Die utopie van een zogenaamd vrije internationale markt is er weliswaar nooit helemaal voor 100% geweest, maar anno 2020 verdwijnen echt alle illusies daarover, zelfs bij de regering. Dat is een goede ontwikkeling. Realiteitsbesef. Want de realiteit is nu immers een wereld waarin de Amerikaanse president tegen een bedrijf kan zeggen dat het óf moet worden verkocht aan de Amerikanen óf binnenkort verboden wordt. De realiteit is een wereld waarin landen, naar mijn mening terecht, industriepolitiek voeren en wereldwijd op zoek zijn naar strategische kennis en kunde waar hun burgers de komende jaren nog profijt van zullen hebben. De realiteit is ook een wereld waarin steenrijke beleggingsfondsen, roofkapitalisten, wereldwijd gezonde bedrijven opkopen, niet om ze te laten floreren op de lange termijn, maar om ze uit te knijpen en alles wat van waarde is te verpatsen voor snelle winst.

Geopolitiek en economie lopen in de huidige wereld dus dwars door elkaar. Daarom past de gekozen, op het buitenland gerichte koers steeds minder bij ons land en bij onze economie. Wij worden de gekke henkie van de wereld als wij onze bedrijven en onze werknemers zo blijven blootstellen aan de neoliberale illusie van een internationale vrije markt, die in de praktijk meer een hanengevecht tussen allerlei commerciële en geopolitieke belangen is geworden. Daarom staat het buiten kijf dat er meer tegenmacht moet komen voor aandeelhouders binnen onze bedrijven. Daarom moeten wij af van de vanzelfsprekendheid dat degene die betaalt ook alles mag bepalen binnen bedrijven en binnen onze economie.

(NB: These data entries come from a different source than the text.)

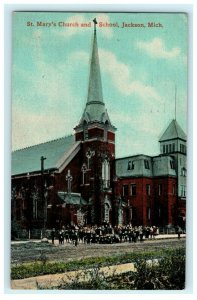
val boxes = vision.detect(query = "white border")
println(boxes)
[0,0,197,299]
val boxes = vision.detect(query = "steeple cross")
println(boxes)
[93,18,98,33]
[66,170,73,194]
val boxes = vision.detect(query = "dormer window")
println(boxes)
[127,160,134,170]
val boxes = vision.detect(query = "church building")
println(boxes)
[11,20,186,229]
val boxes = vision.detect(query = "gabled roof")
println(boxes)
[12,135,80,175]
[159,120,187,142]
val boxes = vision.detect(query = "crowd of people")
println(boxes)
[51,224,159,246]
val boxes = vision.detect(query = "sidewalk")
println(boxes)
[11,233,186,245]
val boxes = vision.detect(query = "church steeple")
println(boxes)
[75,18,115,131]
[87,19,103,105]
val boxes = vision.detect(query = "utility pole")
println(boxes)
[40,156,47,235]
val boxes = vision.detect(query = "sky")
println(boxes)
[12,12,188,157]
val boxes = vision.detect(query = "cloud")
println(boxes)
[99,49,161,101]
[136,38,181,59]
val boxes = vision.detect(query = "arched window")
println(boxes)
[83,120,88,140]
[102,159,110,188]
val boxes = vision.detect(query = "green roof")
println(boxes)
[159,120,187,142]
[58,192,88,205]
[12,135,79,175]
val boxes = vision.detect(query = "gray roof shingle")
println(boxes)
[159,120,187,142]
[12,135,77,175]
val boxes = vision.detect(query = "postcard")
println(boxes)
[10,11,188,291]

Daarom verwelkomen wij in principe ook het wetsvoorstel waar wij vandaag over spreken. Het is goed dat bestuurders een extra middel in handen krijgen om een vijandige overnamepoging af te slaan, in de vorm van een bedenktijd van 250 dagen. In die tijd kunnen bestuurders de gevolgen van het bod op alle belanghebbenden in kaart brengen, met alle belanghebbenden spreken, met de medewerkers vooral, en eventueel ook alternatieven uitwerken: een alternatieve koers uitzetten voor de onderneming. De regering geeft aan dat de bestaande mogelijkheden die beursvennootschappen hebben, tekortschieten in het creëren van voldoende tijd en rust, die voor het bestuur noodzakelijk zijn om in zo'n situatie zijn verantwoordelijkheid uit te oefenen. De SP-fractie herkent dit en juicht deze nieuwe mogelijkheid daarom toe.

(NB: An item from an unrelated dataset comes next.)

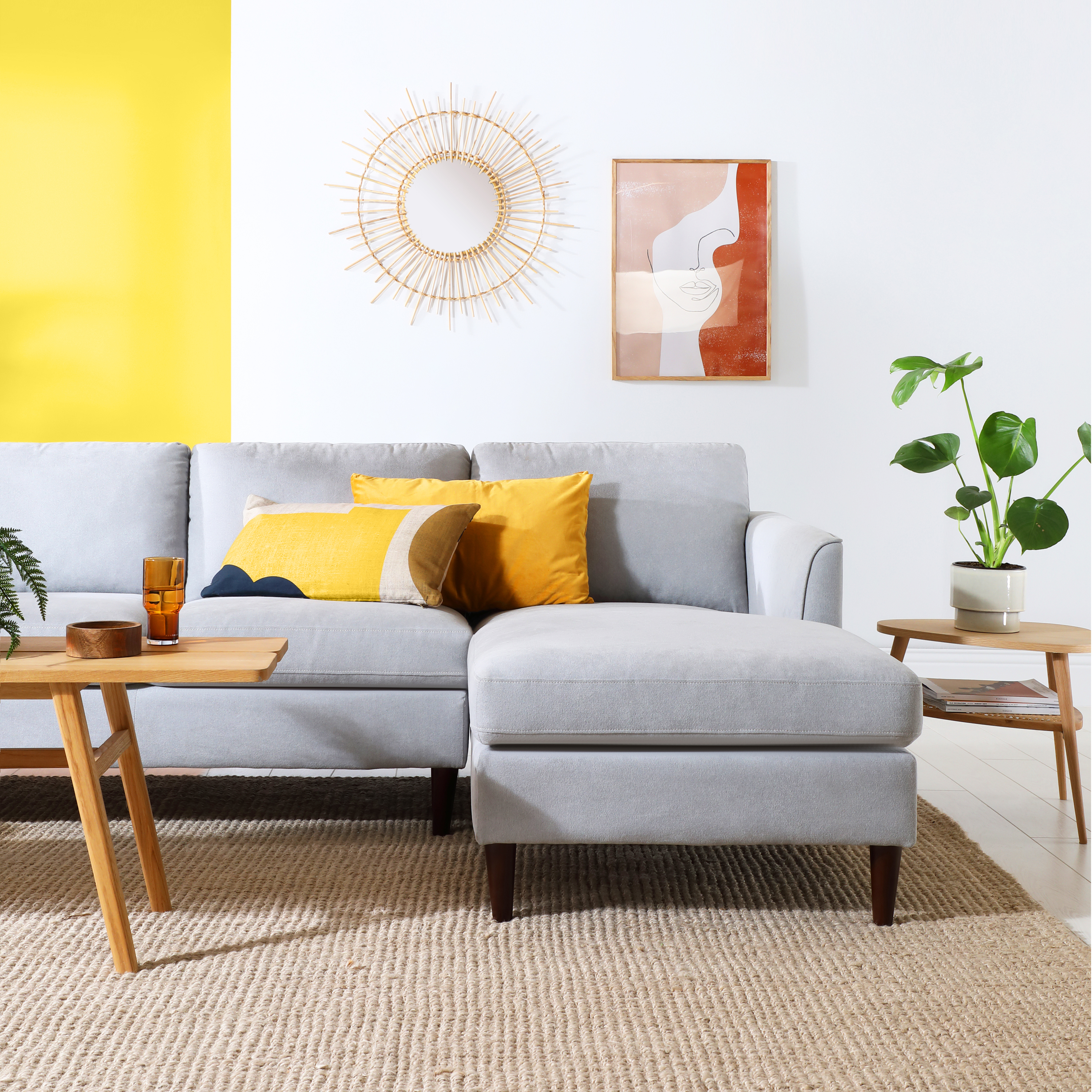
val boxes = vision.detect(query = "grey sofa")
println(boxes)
[0,443,922,924]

HEMA, Vroom & Dreesmann, KPN, AkzoNobel, Unilever en PostNL zijn slechts de meest bekende voorbeelden van Nederlandse bedrijven die ten prooi zijn gevallen of dreigden te vallen aan vijandige overnames. Vele duizenden mensen verdienen hun brood bij dit soort bedrijven, en bij vijandige overnames zijn zij vaak het grootste slachtoffer. Zij krijgen te maken met reorganisaties, zij krijgen te maken met loonoffers of verliezen zelfs hun baan en inkomen. Dag in, dag uit gaan zij naar hun werk en zorgen zij samen met hun collega's ervoor dat Nederland draaiend blijft, maar op beslissende momenten is hun stem onderbelicht. Hun belang is onderbelicht in onze bedrijven en onderbelicht in onze economie, en dat moet veranderen.

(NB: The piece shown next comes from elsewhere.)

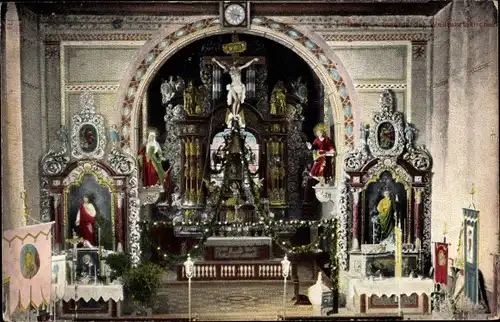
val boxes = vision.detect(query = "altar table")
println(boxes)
[204,236,272,261]
[347,277,434,314]
[59,284,123,318]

Het versterken van de positie van bestuurders tegenover hijgerige aandeelhouders is daarom niet voldoende. Ook medewerkers, vertegenwoordigd door de ondernemingsraad, zouden een sterkere positie moeten kunnen innemen op zulke beslissende momenten voor hun bedrijf en hun toekomst. Daarom hebben wij twee amendementen ingediend om naast het bestuur ook de ondernemingsraad een positie te geven in de voorliggende wet. Wij geven ook de ondernemingsraad de mogelijkheid om de bedenktijd in te roepen. Maar net als wanneer het bestuur dat doet, moet ook de raad van commissarissen daar wel mee instemmen. In het huidige wetsvoorstel kan alleen het bestuur de bedenktijd voortijdig beëindigen, bijvoorbeeld als ze voor hun gevoel genoeg gesprekken hebben gevoerd, genoeg alternatieven hebben bekeken en toch overtuigd zijn geraakt van bijvoorbeeld een toekomstvisie. In ons amendement regelen wij dat niet alleen de raad van commissarissen moet instemmen met het voortijdig beëindigen van die bedenktijd, maar ook de ondernemingsraad. Ook de or moet ervan overtuigd zijn dat het goed gaat komen met hun bedrijf en hun toekomst.

Vaak sluiten besturen en medewerkers de rijen bij vijandige overnames. Dat zien wij gelukkig, maar het is geen vanzelfsprekendheid dat bestuurders en het belang van de werknemers op één lijn liggen, dat bestuurders het belang van de medewerkers ook optimaal meewegen. De geëmancipeerde medewerkers van nu kunnen dat prima zelf. Ze kunnen prima zelf voor hun belang opkomen en ze kunnen prima zelf ook het belang van hun bedrijf meewegen en verdedigen. Ik hoor daarom graag van de minister of hij bereid is, de emancipatie van werknemers ook in deze wet recht te doen door middel van onze twee amendementen.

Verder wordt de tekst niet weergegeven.